Perpetual also uses a short-term measure based on price momentum to offset the early-buy, early-sell character of value. 

Colonial rejects this approach. 

“We don’t want a portfolio full of value managers,” Tully says. 

Value managers have periods where they all perform very similarly, and there needs to be a good mix of managers in there to get good diversification, he says. 

Colonial has just two good quality value managers in its equity portfolio, he says. 

Whatever approach they take, investors shouldn’t put too much emphasis on short-term performance when selecting managers. They need to look instead at future trends, Ostergaard warns. 

In the past, some managers lined up what they thought were the best value, growth, small cap managers and so on, based on their recent performance, and back-tested their returns over a short period. 

But those allocations were static, and rebalancing back to strategic weights happened as though recent history would repeat itself indefinitely, with no dynamic asset allocation, Ostergaard wrote. 

Asset managers were also outsourcing all outperformance to the underlying managers, implying that all alpha should come from shares only. But alpha comes from a range of sources, including asset allocation, stock selection, and currency in global equities, he wrote. 

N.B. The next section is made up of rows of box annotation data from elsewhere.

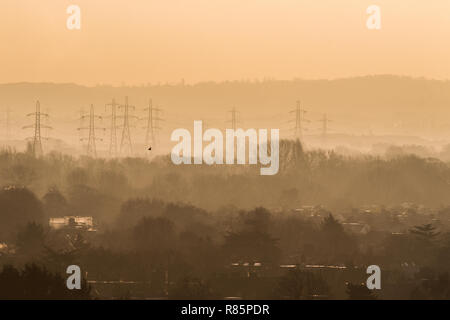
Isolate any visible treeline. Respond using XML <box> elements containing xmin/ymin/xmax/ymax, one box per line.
<box><xmin>0</xmin><ymin>188</ymin><xmax>450</xmax><ymax>299</ymax></box>
<box><xmin>0</xmin><ymin>141</ymin><xmax>450</xmax><ymax>218</ymax></box>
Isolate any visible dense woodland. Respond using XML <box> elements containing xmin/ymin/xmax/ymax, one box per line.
<box><xmin>0</xmin><ymin>141</ymin><xmax>450</xmax><ymax>299</ymax></box>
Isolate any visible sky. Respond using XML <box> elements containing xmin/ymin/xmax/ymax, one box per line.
<box><xmin>0</xmin><ymin>0</ymin><xmax>450</xmax><ymax>86</ymax></box>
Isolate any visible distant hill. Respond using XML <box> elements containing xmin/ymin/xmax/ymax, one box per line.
<box><xmin>0</xmin><ymin>75</ymin><xmax>450</xmax><ymax>151</ymax></box>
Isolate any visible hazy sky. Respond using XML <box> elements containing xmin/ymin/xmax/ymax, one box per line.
<box><xmin>0</xmin><ymin>0</ymin><xmax>450</xmax><ymax>85</ymax></box>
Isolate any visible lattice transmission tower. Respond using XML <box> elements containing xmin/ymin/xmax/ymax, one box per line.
<box><xmin>23</xmin><ymin>100</ymin><xmax>51</xmax><ymax>157</ymax></box>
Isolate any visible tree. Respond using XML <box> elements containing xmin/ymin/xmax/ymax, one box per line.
<box><xmin>16</xmin><ymin>222</ymin><xmax>45</xmax><ymax>258</ymax></box>
<box><xmin>0</xmin><ymin>186</ymin><xmax>44</xmax><ymax>240</ymax></box>
<box><xmin>42</xmin><ymin>187</ymin><xmax>69</xmax><ymax>217</ymax></box>
<box><xmin>169</xmin><ymin>277</ymin><xmax>217</xmax><ymax>300</ymax></box>
<box><xmin>0</xmin><ymin>264</ymin><xmax>91</xmax><ymax>300</ymax></box>
<box><xmin>276</xmin><ymin>269</ymin><xmax>329</xmax><ymax>300</ymax></box>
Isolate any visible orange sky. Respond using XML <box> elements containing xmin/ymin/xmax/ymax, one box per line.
<box><xmin>0</xmin><ymin>0</ymin><xmax>450</xmax><ymax>85</ymax></box>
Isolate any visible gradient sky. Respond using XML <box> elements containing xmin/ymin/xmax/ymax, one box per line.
<box><xmin>0</xmin><ymin>0</ymin><xmax>450</xmax><ymax>85</ymax></box>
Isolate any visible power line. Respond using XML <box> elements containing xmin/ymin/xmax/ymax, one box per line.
<box><xmin>144</xmin><ymin>99</ymin><xmax>164</xmax><ymax>150</ymax></box>
<box><xmin>78</xmin><ymin>104</ymin><xmax>105</xmax><ymax>158</ymax></box>
<box><xmin>105</xmin><ymin>99</ymin><xmax>118</xmax><ymax>157</ymax></box>
<box><xmin>119</xmin><ymin>97</ymin><xmax>134</xmax><ymax>156</ymax></box>
<box><xmin>22</xmin><ymin>100</ymin><xmax>51</xmax><ymax>157</ymax></box>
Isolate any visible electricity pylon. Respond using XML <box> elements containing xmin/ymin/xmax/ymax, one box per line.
<box><xmin>144</xmin><ymin>99</ymin><xmax>163</xmax><ymax>146</ymax></box>
<box><xmin>319</xmin><ymin>113</ymin><xmax>332</xmax><ymax>139</ymax></box>
<box><xmin>22</xmin><ymin>100</ymin><xmax>52</xmax><ymax>157</ymax></box>
<box><xmin>119</xmin><ymin>97</ymin><xmax>134</xmax><ymax>156</ymax></box>
<box><xmin>106</xmin><ymin>99</ymin><xmax>118</xmax><ymax>157</ymax></box>
<box><xmin>78</xmin><ymin>104</ymin><xmax>105</xmax><ymax>158</ymax></box>
<box><xmin>289</xmin><ymin>101</ymin><xmax>309</xmax><ymax>142</ymax></box>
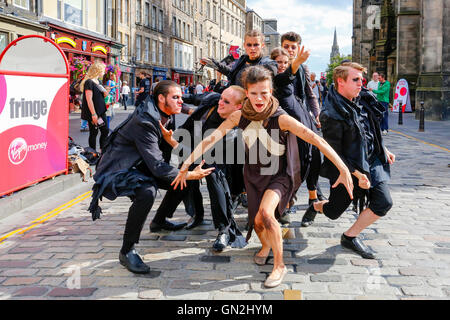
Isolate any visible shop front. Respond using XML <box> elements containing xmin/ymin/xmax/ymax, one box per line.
<box><xmin>152</xmin><ymin>67</ymin><xmax>168</xmax><ymax>83</ymax></box>
<box><xmin>172</xmin><ymin>68</ymin><xmax>194</xmax><ymax>85</ymax></box>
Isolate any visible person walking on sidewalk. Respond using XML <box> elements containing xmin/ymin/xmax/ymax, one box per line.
<box><xmin>121</xmin><ymin>81</ymin><xmax>130</xmax><ymax>110</ymax></box>
<box><xmin>88</xmin><ymin>81</ymin><xmax>213</xmax><ymax>273</ymax></box>
<box><xmin>172</xmin><ymin>66</ymin><xmax>353</xmax><ymax>288</ymax></box>
<box><xmin>369</xmin><ymin>73</ymin><xmax>391</xmax><ymax>135</ymax></box>
<box><xmin>80</xmin><ymin>61</ymin><xmax>109</xmax><ymax>154</ymax></box>
<box><xmin>367</xmin><ymin>72</ymin><xmax>380</xmax><ymax>97</ymax></box>
<box><xmin>154</xmin><ymin>86</ymin><xmax>247</xmax><ymax>252</ymax></box>
<box><xmin>281</xmin><ymin>31</ymin><xmax>325</xmax><ymax>222</ymax></box>
<box><xmin>307</xmin><ymin>62</ymin><xmax>395</xmax><ymax>259</ymax></box>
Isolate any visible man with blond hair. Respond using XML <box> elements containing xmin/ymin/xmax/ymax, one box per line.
<box><xmin>308</xmin><ymin>62</ymin><xmax>395</xmax><ymax>259</ymax></box>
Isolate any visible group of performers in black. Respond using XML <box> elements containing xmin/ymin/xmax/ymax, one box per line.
<box><xmin>89</xmin><ymin>30</ymin><xmax>395</xmax><ymax>288</ymax></box>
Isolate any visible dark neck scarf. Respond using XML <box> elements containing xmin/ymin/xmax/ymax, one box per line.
<box><xmin>242</xmin><ymin>96</ymin><xmax>280</xmax><ymax>121</ymax></box>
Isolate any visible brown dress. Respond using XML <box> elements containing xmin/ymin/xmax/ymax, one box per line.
<box><xmin>238</xmin><ymin>107</ymin><xmax>301</xmax><ymax>240</ymax></box>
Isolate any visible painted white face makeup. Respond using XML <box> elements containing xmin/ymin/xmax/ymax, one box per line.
<box><xmin>246</xmin><ymin>80</ymin><xmax>272</xmax><ymax>113</ymax></box>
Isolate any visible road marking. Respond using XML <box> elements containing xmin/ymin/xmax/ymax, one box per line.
<box><xmin>0</xmin><ymin>191</ymin><xmax>92</xmax><ymax>244</ymax></box>
<box><xmin>389</xmin><ymin>130</ymin><xmax>450</xmax><ymax>152</ymax></box>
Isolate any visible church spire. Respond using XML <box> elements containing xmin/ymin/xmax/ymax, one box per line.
<box><xmin>330</xmin><ymin>28</ymin><xmax>340</xmax><ymax>61</ymax></box>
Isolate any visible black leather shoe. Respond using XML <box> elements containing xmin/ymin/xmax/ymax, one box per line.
<box><xmin>341</xmin><ymin>234</ymin><xmax>375</xmax><ymax>259</ymax></box>
<box><xmin>186</xmin><ymin>216</ymin><xmax>203</xmax><ymax>230</ymax></box>
<box><xmin>119</xmin><ymin>249</ymin><xmax>150</xmax><ymax>274</ymax></box>
<box><xmin>213</xmin><ymin>233</ymin><xmax>230</xmax><ymax>252</ymax></box>
<box><xmin>302</xmin><ymin>202</ymin><xmax>317</xmax><ymax>227</ymax></box>
<box><xmin>308</xmin><ymin>199</ymin><xmax>319</xmax><ymax>206</ymax></box>
<box><xmin>150</xmin><ymin>220</ymin><xmax>186</xmax><ymax>232</ymax></box>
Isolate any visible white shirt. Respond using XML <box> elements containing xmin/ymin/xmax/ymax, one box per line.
<box><xmin>122</xmin><ymin>85</ymin><xmax>130</xmax><ymax>94</ymax></box>
<box><xmin>367</xmin><ymin>80</ymin><xmax>380</xmax><ymax>97</ymax></box>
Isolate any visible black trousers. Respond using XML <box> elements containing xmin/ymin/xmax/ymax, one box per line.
<box><xmin>323</xmin><ymin>175</ymin><xmax>393</xmax><ymax>220</ymax></box>
<box><xmin>155</xmin><ymin>167</ymin><xmax>233</xmax><ymax>231</ymax></box>
<box><xmin>123</xmin><ymin>181</ymin><xmax>187</xmax><ymax>243</ymax></box>
<box><xmin>306</xmin><ymin>146</ymin><xmax>322</xmax><ymax>194</ymax></box>
<box><xmin>88</xmin><ymin>114</ymin><xmax>109</xmax><ymax>150</ymax></box>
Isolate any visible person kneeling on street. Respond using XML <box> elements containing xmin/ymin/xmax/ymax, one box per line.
<box><xmin>89</xmin><ymin>80</ymin><xmax>214</xmax><ymax>273</ymax></box>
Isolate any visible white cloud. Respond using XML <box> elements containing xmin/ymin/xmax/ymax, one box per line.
<box><xmin>247</xmin><ymin>0</ymin><xmax>353</xmax><ymax>73</ymax></box>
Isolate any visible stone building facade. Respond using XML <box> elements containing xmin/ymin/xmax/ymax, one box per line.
<box><xmin>352</xmin><ymin>0</ymin><xmax>450</xmax><ymax>120</ymax></box>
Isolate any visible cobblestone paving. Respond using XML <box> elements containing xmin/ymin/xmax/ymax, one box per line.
<box><xmin>0</xmin><ymin>119</ymin><xmax>450</xmax><ymax>300</ymax></box>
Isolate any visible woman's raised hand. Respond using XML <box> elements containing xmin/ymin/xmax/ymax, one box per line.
<box><xmin>170</xmin><ymin>160</ymin><xmax>215</xmax><ymax>190</ymax></box>
<box><xmin>295</xmin><ymin>46</ymin><xmax>311</xmax><ymax>65</ymax></box>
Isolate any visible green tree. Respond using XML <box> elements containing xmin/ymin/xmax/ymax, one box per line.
<box><xmin>327</xmin><ymin>54</ymin><xmax>352</xmax><ymax>86</ymax></box>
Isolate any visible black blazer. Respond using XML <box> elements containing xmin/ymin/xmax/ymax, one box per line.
<box><xmin>320</xmin><ymin>85</ymin><xmax>388</xmax><ymax>180</ymax></box>
<box><xmin>94</xmin><ymin>96</ymin><xmax>178</xmax><ymax>184</ymax></box>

Colonial is firmly in the strategic asset allocation camp. 

“We believe that it is more important to set your overall risk profile and then incrementally change that from time to time as markets change,” Tully says. 

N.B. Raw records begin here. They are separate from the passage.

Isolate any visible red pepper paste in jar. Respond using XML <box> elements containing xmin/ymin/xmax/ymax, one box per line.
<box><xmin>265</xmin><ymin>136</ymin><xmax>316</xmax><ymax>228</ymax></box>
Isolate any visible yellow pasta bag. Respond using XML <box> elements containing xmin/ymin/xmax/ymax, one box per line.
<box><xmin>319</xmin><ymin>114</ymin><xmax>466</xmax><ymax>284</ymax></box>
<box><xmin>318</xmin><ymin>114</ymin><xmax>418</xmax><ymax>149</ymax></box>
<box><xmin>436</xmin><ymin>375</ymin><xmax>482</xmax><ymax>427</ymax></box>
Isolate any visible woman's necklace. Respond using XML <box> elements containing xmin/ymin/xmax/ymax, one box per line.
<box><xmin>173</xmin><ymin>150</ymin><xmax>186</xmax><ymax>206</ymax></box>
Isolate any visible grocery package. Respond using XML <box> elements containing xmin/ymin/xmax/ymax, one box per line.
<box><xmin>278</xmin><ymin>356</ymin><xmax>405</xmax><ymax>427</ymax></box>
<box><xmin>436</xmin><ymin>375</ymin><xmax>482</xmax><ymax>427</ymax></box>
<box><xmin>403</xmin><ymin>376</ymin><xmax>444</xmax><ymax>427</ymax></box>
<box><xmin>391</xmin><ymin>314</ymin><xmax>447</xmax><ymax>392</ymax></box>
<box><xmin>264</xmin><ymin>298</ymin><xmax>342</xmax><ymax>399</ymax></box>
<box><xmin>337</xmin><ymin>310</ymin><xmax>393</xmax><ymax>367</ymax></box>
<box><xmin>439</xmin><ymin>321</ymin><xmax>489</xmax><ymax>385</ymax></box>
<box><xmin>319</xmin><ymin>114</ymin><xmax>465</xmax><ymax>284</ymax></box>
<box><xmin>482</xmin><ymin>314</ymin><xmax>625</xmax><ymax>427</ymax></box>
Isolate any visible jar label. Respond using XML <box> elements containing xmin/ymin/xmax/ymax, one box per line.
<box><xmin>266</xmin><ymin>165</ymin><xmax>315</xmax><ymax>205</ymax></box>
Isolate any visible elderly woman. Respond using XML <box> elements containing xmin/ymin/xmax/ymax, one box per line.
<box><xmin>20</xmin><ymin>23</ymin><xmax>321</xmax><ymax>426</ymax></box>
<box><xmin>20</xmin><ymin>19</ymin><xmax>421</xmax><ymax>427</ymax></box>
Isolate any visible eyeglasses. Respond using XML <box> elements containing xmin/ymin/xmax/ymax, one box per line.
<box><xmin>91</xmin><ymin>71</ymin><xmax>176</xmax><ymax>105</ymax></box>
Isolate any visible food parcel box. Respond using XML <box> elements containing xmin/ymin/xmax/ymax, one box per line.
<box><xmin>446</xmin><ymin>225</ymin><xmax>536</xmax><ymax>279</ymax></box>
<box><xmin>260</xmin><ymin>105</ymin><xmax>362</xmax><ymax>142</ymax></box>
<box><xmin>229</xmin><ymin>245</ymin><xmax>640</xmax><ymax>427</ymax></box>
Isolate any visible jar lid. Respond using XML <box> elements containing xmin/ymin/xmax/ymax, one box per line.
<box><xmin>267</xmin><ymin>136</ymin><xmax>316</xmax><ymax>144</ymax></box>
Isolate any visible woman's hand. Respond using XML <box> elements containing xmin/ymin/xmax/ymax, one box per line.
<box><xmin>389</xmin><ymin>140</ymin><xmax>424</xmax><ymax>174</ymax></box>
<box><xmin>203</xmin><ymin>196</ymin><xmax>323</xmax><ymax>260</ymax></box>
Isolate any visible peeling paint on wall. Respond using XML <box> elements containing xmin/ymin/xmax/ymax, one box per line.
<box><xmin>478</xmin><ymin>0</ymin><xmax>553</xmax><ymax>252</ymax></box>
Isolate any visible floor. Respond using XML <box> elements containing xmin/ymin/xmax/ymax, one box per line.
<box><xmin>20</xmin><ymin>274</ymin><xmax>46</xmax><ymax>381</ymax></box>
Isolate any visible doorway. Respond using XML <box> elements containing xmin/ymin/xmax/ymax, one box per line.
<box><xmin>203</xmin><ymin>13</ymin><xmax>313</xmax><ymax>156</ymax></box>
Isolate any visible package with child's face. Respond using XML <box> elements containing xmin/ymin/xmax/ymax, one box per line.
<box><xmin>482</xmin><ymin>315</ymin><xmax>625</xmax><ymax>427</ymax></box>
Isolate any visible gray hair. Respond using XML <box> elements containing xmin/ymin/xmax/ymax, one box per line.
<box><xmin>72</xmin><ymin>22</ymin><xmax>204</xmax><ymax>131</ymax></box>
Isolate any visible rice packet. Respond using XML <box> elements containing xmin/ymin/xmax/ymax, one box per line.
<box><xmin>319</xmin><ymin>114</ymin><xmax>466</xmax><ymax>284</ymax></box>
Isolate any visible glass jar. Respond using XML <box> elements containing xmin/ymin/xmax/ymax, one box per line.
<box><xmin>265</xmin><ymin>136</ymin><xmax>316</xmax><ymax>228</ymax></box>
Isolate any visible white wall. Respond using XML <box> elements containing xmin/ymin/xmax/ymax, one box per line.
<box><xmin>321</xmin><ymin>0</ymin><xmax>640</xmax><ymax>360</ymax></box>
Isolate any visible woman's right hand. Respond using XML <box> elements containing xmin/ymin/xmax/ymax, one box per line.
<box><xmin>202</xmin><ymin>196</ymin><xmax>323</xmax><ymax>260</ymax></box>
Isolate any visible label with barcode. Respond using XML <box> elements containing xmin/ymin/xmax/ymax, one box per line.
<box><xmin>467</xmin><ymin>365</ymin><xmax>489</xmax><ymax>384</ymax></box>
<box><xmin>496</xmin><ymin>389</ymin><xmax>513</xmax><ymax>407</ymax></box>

Dynamic asset allocation is too much like trying to time markets, and that tends to lead to decisions that don’t add value to the portfolio, he says. 

However, Webb also believes in the dynamic approach. 

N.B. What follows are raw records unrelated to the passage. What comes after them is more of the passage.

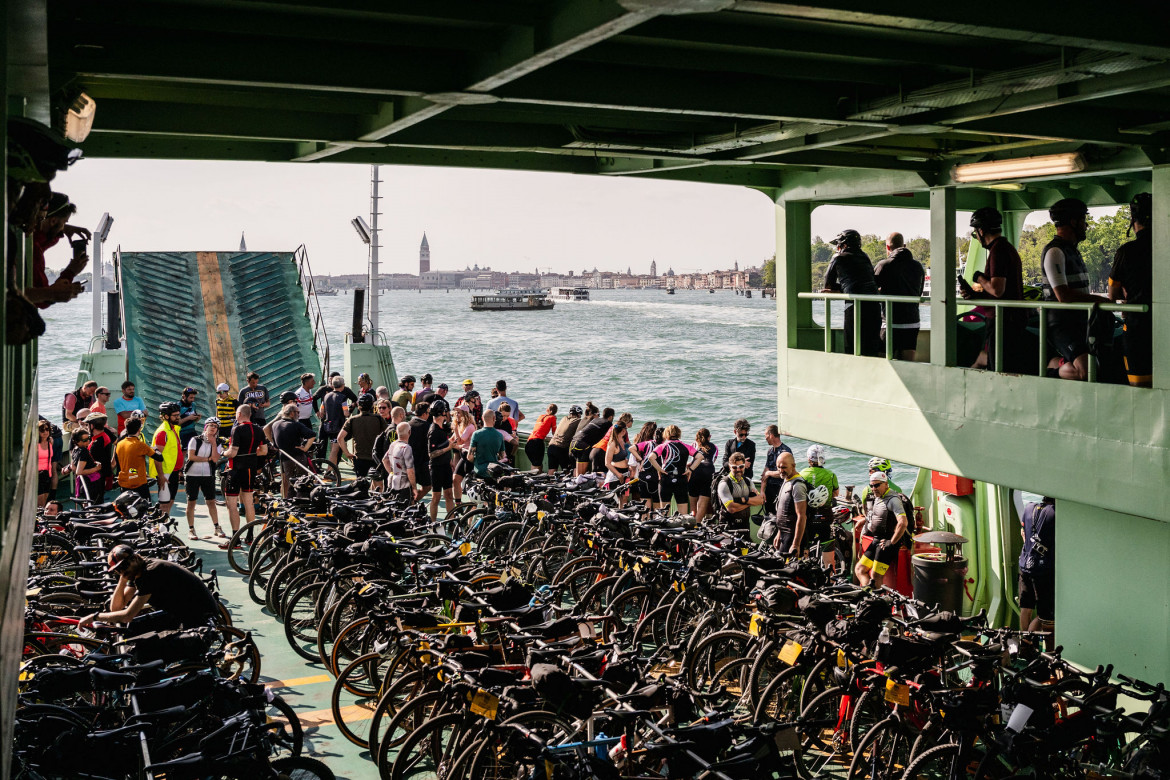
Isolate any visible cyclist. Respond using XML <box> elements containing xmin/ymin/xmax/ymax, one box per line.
<box><xmin>861</xmin><ymin>457</ymin><xmax>902</xmax><ymax>506</ymax></box>
<box><xmin>853</xmin><ymin>471</ymin><xmax>910</xmax><ymax>588</ymax></box>
<box><xmin>77</xmin><ymin>544</ymin><xmax>219</xmax><ymax>636</ymax></box>
<box><xmin>800</xmin><ymin>444</ymin><xmax>840</xmax><ymax>567</ymax></box>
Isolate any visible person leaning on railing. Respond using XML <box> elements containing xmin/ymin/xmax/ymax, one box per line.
<box><xmin>959</xmin><ymin>206</ymin><xmax>1034</xmax><ymax>373</ymax></box>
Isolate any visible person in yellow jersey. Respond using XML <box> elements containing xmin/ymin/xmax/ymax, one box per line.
<box><xmin>150</xmin><ymin>401</ymin><xmax>183</xmax><ymax>515</ymax></box>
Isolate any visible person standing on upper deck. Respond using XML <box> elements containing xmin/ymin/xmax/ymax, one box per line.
<box><xmin>959</xmin><ymin>206</ymin><xmax>1030</xmax><ymax>373</ymax></box>
<box><xmin>874</xmin><ymin>233</ymin><xmax>927</xmax><ymax>361</ymax></box>
<box><xmin>1040</xmin><ymin>198</ymin><xmax>1109</xmax><ymax>381</ymax></box>
<box><xmin>821</xmin><ymin>229</ymin><xmax>883</xmax><ymax>357</ymax></box>
<box><xmin>1109</xmin><ymin>192</ymin><xmax>1154</xmax><ymax>387</ymax></box>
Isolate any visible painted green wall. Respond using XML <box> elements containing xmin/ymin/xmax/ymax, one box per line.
<box><xmin>1057</xmin><ymin>500</ymin><xmax>1170</xmax><ymax>682</ymax></box>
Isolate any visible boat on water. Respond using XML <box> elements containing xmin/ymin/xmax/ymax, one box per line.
<box><xmin>472</xmin><ymin>289</ymin><xmax>556</xmax><ymax>311</ymax></box>
<box><xmin>549</xmin><ymin>287</ymin><xmax>589</xmax><ymax>301</ymax></box>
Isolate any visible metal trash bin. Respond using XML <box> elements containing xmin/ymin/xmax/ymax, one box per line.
<box><xmin>911</xmin><ymin>531</ymin><xmax>966</xmax><ymax>614</ymax></box>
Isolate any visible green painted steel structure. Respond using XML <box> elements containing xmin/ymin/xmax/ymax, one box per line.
<box><xmin>0</xmin><ymin>0</ymin><xmax>1170</xmax><ymax>765</ymax></box>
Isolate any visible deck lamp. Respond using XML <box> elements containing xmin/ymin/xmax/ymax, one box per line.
<box><xmin>951</xmin><ymin>152</ymin><xmax>1085</xmax><ymax>184</ymax></box>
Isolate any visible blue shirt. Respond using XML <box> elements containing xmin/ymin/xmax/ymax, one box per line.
<box><xmin>488</xmin><ymin>395</ymin><xmax>519</xmax><ymax>422</ymax></box>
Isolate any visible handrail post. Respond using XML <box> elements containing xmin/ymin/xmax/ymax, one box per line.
<box><xmin>823</xmin><ymin>298</ymin><xmax>833</xmax><ymax>352</ymax></box>
<box><xmin>991</xmin><ymin>309</ymin><xmax>1004</xmax><ymax>374</ymax></box>
<box><xmin>883</xmin><ymin>301</ymin><xmax>894</xmax><ymax>360</ymax></box>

Perpetual focuses on how it’s going to build a long-term strategic asset allocation, but also has a very active program in how it manages its allocations to the shorter-term ebb and flow of markets. 

Both the strategic and tactical approaches look for a good mix of uncorrelated assets as building blocks for their portfolio, and they constantly adjust that through the cycle, Webb says. 

Fletcher is critical of using tactical approaches to solve problems with multi-manager funds. 

“Some asset managers try to address issues that were brought to prominence by the GFC by grabbing a traditional bottom-up multi-manager approach and adding more tactical market timing to it. But that still won’t address the end result of ‘What outcome am I after and am I even on track?’. 

“That is what investors are desiring. Just increasing a range and whacking around your allocations a lot more is no guarantee you’re going to get any closer to that outcome,” Fletcher says. 

Whatever the arguments, it is clear that asset managers are settling in for multi-manager funds to play a more important role for years to come. 

Matthews believes that multi-manager funds are going to remain important to advisers because fundamentally it makes sense for their business. 

Advisers are still going to have the pressures of compliance and making sure their businesses are economically sound, Tully says.  

And for many advisers, their desire to try and select managers by themselves will stay where it is – nowhere.